I modelled some of the level. Here is a picture of the model from top down:
and here it is ingame:
Next, I added melee combat to the game. Basically you can either punch the enemies or just throw guns at them to knock them out. A relatively simple feature but also very-very fun!
Lastly, up until this point, the player had a normal handgun, which really didn't work very well in a stealth setting. As such, I found a nice sounding silenced pistol sound, added a silencer to the pistol and now it's even more fun to shoot the bad guys.
There are no gifs in this milestone, but since I basically completed milestone 4 and 5 in a row, there is a longer video in milestone 5 that covers all the new awesome features of both milestones.
Milestone 5 (24.11)
- Rework the enemy AI
- Rework the enemy animations
- Add disarming the enemies
Actual work done
In this milestone, I worked a lot on enemy AI. Firstly, I improved the way their sight system works. For example, the enemies don't detect you instantly but require about 500ms of clear sight to notice you. Also, I integrated a lot more states to the AI compared to before (idle, casual walk, stand aiming). The new states include walking towards the player while aiming and being on alert when the player is not seen. I decided not to add running and punching yet, because walking enemies were challenging enough for a start. Next, I upgraded the enemy weapons to actual interactable objects, meaning that if the player got close enough, they could grab the weapon from the enemy and blast them with their own gun. To make enemies more aware of surroundings, enemies now react to the player moving quickly (with either hands or head) in a 1m radius and silenced gunshots in a 10m radius and normal gunshots in a 20m radius. Also, the pathfinding was upgraded in such a way that now guard paths can have stops for a certain period. There are now like 10 guards patrolling around, hoping to stop you. When the guards lose track of you, they will move to your last known position and look around, hoping to spot you.

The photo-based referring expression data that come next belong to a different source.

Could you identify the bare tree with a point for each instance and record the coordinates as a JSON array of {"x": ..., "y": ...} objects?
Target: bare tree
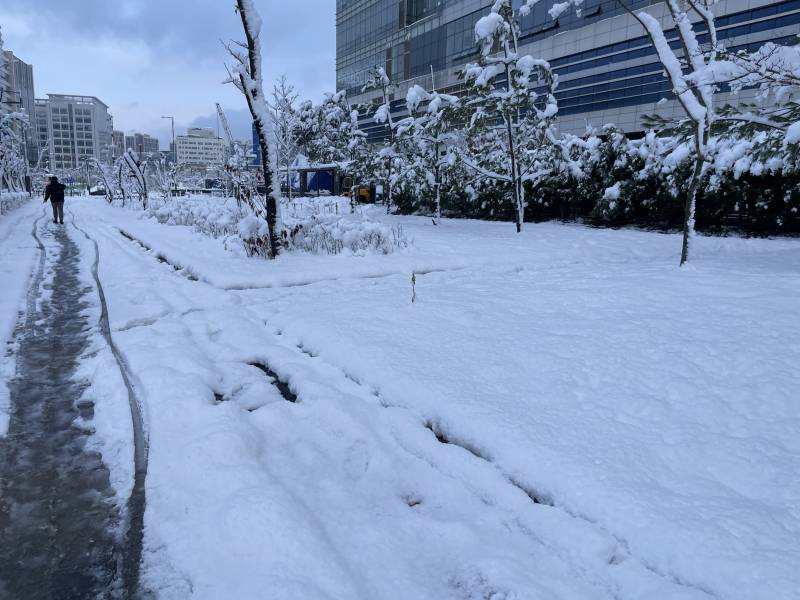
[
  {"x": 284, "y": 122},
  {"x": 246, "y": 75}
]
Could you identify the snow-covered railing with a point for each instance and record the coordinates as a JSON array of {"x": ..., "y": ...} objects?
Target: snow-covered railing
[{"x": 11, "y": 201}]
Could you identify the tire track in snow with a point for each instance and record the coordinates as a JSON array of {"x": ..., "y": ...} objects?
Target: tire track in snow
[
  {"x": 442, "y": 434},
  {"x": 134, "y": 535}
]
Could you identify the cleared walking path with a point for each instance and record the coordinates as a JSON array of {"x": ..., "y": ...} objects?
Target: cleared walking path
[{"x": 60, "y": 531}]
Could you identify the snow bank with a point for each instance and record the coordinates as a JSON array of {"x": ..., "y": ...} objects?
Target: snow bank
[{"x": 17, "y": 261}]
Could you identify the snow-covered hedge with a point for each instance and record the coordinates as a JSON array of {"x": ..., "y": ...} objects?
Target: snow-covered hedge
[
  {"x": 318, "y": 225},
  {"x": 12, "y": 200}
]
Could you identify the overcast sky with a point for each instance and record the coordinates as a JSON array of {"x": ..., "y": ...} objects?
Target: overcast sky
[{"x": 147, "y": 58}]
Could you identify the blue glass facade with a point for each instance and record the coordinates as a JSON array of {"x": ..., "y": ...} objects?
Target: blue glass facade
[{"x": 410, "y": 38}]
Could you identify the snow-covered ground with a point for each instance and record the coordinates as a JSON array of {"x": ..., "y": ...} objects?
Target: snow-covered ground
[
  {"x": 18, "y": 251},
  {"x": 561, "y": 414}
]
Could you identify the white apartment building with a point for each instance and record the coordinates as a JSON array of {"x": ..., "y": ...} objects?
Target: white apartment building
[
  {"x": 75, "y": 127},
  {"x": 200, "y": 147}
]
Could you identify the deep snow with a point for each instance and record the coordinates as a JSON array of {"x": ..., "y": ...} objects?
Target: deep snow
[{"x": 562, "y": 414}]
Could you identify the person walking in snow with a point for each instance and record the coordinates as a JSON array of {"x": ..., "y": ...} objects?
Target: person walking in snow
[{"x": 55, "y": 193}]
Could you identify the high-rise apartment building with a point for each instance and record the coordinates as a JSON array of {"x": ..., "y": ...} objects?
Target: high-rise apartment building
[
  {"x": 141, "y": 143},
  {"x": 74, "y": 127},
  {"x": 5, "y": 85},
  {"x": 607, "y": 68},
  {"x": 118, "y": 141},
  {"x": 20, "y": 91},
  {"x": 200, "y": 147}
]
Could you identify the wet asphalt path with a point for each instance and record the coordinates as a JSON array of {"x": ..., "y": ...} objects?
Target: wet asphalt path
[{"x": 60, "y": 531}]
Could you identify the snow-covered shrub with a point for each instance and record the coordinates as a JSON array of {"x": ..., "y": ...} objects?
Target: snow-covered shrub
[
  {"x": 333, "y": 235},
  {"x": 11, "y": 201}
]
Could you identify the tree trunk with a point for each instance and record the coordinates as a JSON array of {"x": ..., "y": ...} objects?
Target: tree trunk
[
  {"x": 253, "y": 94},
  {"x": 691, "y": 194},
  {"x": 518, "y": 203}
]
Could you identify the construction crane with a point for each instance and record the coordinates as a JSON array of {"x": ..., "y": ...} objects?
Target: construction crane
[{"x": 224, "y": 120}]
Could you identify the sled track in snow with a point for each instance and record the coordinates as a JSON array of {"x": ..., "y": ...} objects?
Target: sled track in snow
[{"x": 134, "y": 535}]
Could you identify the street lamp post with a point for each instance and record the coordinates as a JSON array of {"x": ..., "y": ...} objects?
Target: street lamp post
[{"x": 174, "y": 157}]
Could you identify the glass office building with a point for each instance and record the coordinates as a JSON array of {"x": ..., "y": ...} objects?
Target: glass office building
[{"x": 608, "y": 71}]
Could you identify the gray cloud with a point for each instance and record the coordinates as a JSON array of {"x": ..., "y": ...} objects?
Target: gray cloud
[{"x": 147, "y": 58}]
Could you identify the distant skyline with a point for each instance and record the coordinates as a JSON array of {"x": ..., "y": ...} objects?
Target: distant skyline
[{"x": 148, "y": 58}]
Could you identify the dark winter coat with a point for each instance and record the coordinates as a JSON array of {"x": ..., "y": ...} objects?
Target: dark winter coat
[{"x": 54, "y": 192}]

I also added some new props to the level. But enough talk is enough, let's take a look at this in live action:
Milestone 6 (08.12)
- Add time slowing mechanic
- Make the player able to lose/win
- Improve the level so playing is more challenging
Actual work done
- I decided not to add a time slowing mechanic after all since the game was plenty of fun without it.
- I decided not to implement the whole keycard thing with cameras like in MS4, since it wouldn't add too much to the experience. The player will now win the game if they kill all the enemies and lose if they get shot. There's a counter for enemies left to let players track their progress. There's also a button to toggle invincibility to just explore around the level.
- I added a few new rooms to the level with more enemies.
- I implemented 3 new weapons - a unsilenced and silenced UZI and a shotgun, which are all loads of fun to use.
- Since writing the milestone 6 goals back in September, I've played a lot of VR games and learned some dos and don'ts that I didn't implement earlier. As such, I changed the way teleportation and rotation works. Before, it was coupled into 1 action - hold teleport button, turn joystick to choose the desired rotation. This was not very intuitive to use and was cumbersome. As such, it is now decoupled into 2 actions - a button can be held to teleport to a specific place and the joystick can be used at any time to turn by 45 degrees.
- Additionally, the player will now be actually teleported to the chosen point. Before, the room center was set to the teleportation point but if the player was on the edge of the room, it caused confusion. Similarly, when rotating, the player is rotated around their own up axis, not the center of the room up axis.
- Enemy AI is now smarter - if a bullet flies past them at a reasonable distance, they'll notice it and start looking for the player.
- Added a sound that plays when the player is detected by an enemy.